Existence of variational solutions to doubly nonlinear systems in nondecreasing domains
Leah Schätzler, Christoph Scheven, Jarkko Siltakoski, Calvin Stanko
TL;DR
The paper establishes the existence of variational solutions to a class of doubly nonlinear parabolic systems in noncylindrical, time-nondecreasing domains, under convexity and $p$-coercivity assumptions on the variational integrand $f$ with no upper growth bound. A nonlinear minimizing movements scheme in time, supported by energy estimates and compactness arguments, yields a limit $u$ in $C^{0}([0,T);L^{q+1}(\Omega))\cap V^p_q(E)$ that satisfies the associated variational inequality. Under additional $p$-growth and domain regularity, the work proves the distributional time derivative of $|u|^{q-1}u$ exists in the dual of the parabolic Sobolev space, providing a quantitative time-derivative bound.
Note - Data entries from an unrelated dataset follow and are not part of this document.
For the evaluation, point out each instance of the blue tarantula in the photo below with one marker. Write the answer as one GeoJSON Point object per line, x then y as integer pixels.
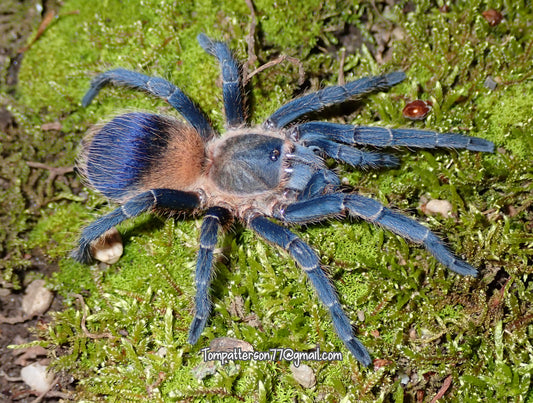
{"type": "Point", "coordinates": [258, 175]}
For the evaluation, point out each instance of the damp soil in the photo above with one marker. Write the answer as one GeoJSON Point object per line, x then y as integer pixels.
{"type": "Point", "coordinates": [18, 21]}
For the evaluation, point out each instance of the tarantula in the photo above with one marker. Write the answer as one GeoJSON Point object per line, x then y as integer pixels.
{"type": "Point", "coordinates": [257, 175]}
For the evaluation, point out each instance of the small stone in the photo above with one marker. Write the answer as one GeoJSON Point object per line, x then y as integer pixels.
{"type": "Point", "coordinates": [37, 377]}
{"type": "Point", "coordinates": [108, 248]}
{"type": "Point", "coordinates": [436, 206]}
{"type": "Point", "coordinates": [304, 375]}
{"type": "Point", "coordinates": [37, 299]}
{"type": "Point", "coordinates": [417, 110]}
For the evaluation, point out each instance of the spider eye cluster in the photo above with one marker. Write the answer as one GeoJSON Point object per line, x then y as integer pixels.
{"type": "Point", "coordinates": [274, 154]}
{"type": "Point", "coordinates": [248, 163]}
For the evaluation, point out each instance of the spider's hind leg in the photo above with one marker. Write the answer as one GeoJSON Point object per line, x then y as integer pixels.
{"type": "Point", "coordinates": [155, 198]}
{"type": "Point", "coordinates": [156, 86]}
{"type": "Point", "coordinates": [214, 218]}
{"type": "Point", "coordinates": [309, 262]}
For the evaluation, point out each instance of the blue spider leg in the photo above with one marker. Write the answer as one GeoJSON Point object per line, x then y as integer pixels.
{"type": "Point", "coordinates": [330, 96]}
{"type": "Point", "coordinates": [215, 217]}
{"type": "Point", "coordinates": [155, 198]}
{"type": "Point", "coordinates": [384, 137]}
{"type": "Point", "coordinates": [350, 155]}
{"type": "Point", "coordinates": [373, 211]}
{"type": "Point", "coordinates": [322, 181]}
{"type": "Point", "coordinates": [231, 84]}
{"type": "Point", "coordinates": [155, 86]}
{"type": "Point", "coordinates": [307, 259]}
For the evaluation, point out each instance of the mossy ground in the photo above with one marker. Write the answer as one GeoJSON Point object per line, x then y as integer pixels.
{"type": "Point", "coordinates": [424, 323]}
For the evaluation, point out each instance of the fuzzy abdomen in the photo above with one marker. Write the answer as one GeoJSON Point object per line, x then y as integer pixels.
{"type": "Point", "coordinates": [139, 151]}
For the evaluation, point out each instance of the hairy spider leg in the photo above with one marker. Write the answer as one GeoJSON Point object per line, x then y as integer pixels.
{"type": "Point", "coordinates": [231, 80]}
{"type": "Point", "coordinates": [155, 86]}
{"type": "Point", "coordinates": [307, 259]}
{"type": "Point", "coordinates": [329, 96]}
{"type": "Point", "coordinates": [373, 211]}
{"type": "Point", "coordinates": [151, 199]}
{"type": "Point", "coordinates": [349, 155]}
{"type": "Point", "coordinates": [322, 181]}
{"type": "Point", "coordinates": [214, 219]}
{"type": "Point", "coordinates": [384, 137]}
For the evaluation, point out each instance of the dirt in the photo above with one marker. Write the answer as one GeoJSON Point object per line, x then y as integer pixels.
{"type": "Point", "coordinates": [18, 20]}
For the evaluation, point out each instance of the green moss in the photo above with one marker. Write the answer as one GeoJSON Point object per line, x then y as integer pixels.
{"type": "Point", "coordinates": [411, 313]}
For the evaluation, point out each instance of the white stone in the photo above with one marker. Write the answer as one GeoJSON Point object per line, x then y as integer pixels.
{"type": "Point", "coordinates": [37, 377]}
{"type": "Point", "coordinates": [37, 298]}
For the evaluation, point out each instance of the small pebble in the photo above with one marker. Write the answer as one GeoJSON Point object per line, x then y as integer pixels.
{"type": "Point", "coordinates": [417, 110]}
{"type": "Point", "coordinates": [436, 206]}
{"type": "Point", "coordinates": [108, 248]}
{"type": "Point", "coordinates": [37, 377]}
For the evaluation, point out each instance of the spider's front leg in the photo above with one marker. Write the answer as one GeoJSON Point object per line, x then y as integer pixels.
{"type": "Point", "coordinates": [214, 219]}
{"type": "Point", "coordinates": [333, 204]}
{"type": "Point", "coordinates": [231, 81]}
{"type": "Point", "coordinates": [385, 137]}
{"type": "Point", "coordinates": [307, 259]}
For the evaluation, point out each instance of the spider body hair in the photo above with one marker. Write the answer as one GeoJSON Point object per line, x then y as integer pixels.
{"type": "Point", "coordinates": [257, 175]}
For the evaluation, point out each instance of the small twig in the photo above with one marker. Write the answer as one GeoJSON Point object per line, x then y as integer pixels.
{"type": "Point", "coordinates": [250, 39]}
{"type": "Point", "coordinates": [45, 23]}
{"type": "Point", "coordinates": [54, 171]}
{"type": "Point", "coordinates": [341, 67]}
{"type": "Point", "coordinates": [278, 60]}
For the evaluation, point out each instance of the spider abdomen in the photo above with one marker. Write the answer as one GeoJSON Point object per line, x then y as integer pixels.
{"type": "Point", "coordinates": [138, 151]}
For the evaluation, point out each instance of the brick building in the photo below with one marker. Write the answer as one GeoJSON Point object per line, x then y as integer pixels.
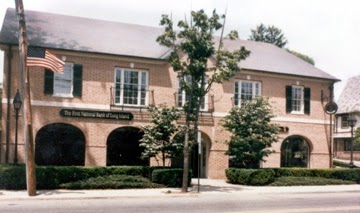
{"type": "Point", "coordinates": [91, 114]}
{"type": "Point", "coordinates": [349, 101]}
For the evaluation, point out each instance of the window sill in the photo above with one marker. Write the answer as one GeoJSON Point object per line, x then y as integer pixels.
{"type": "Point", "coordinates": [63, 96]}
{"type": "Point", "coordinates": [297, 113]}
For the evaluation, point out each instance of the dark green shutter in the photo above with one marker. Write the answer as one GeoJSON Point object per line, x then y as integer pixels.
{"type": "Point", "coordinates": [49, 82]}
{"type": "Point", "coordinates": [77, 87]}
{"type": "Point", "coordinates": [288, 98]}
{"type": "Point", "coordinates": [307, 97]}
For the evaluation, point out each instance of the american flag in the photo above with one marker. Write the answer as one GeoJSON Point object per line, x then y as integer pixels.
{"type": "Point", "coordinates": [40, 57]}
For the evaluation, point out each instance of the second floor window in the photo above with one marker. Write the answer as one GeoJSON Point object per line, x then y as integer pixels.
{"type": "Point", "coordinates": [63, 82]}
{"type": "Point", "coordinates": [344, 122]}
{"type": "Point", "coordinates": [245, 91]}
{"type": "Point", "coordinates": [131, 87]}
{"type": "Point", "coordinates": [67, 85]}
{"type": "Point", "coordinates": [298, 99]}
This extends prior theory from cylindrical to noncylindrical domains, enabling variational methods for nonlinear diffusion-type systems on evolving geometries with zero-measure boundaries.
Abstract
For $q \in (0, \infty)$, we consider the Cauchy-Dirichlet problem to doubly nonlinear systems of the form \begin{align*} \partial_t \big( |u|^{q-1}u \big) - \operatorname{div} \big( D_ξf(x,u,Du) \big) = - D_u f(x,u,Du) \end{align*} in a bounded noncylindrical domain $E \subset \mathbb{R}^{n+1}$. We assume that $x \mapsto f(x,u,ξ)$ is integrable, that $(u,ξ) \mapsto f(x,u,ξ)$ is convex, and that $f$ satisfies a $p$-coercivity condition for some $p \in (1,\infty)$. However, we do not impose any specific growth condition from above on $f$. For nondecreasing domains that merely satisfy $\mathcal{L}^{n+1}(\partial E) = 0$, we prove the existence of variational solutions $u \in C^{0}([0,T];L^{q+1}(E,\mathbb{R}^N))$ via a nonlinear version of the method of minimizing movements. Moreover, under additional assumptions on $E$ and a $p$-growth condition on $f$, we show that $|u|^{q-1}u$ admits a weak time derivative in the dual $(V^{p,0}(E))^{\prime}$ of the subspace $V^{p,0}(E) \subset L^p(0,T;W^{1,p}(Ω,\mathbb{R}^N))$ that encodes zero boundary values.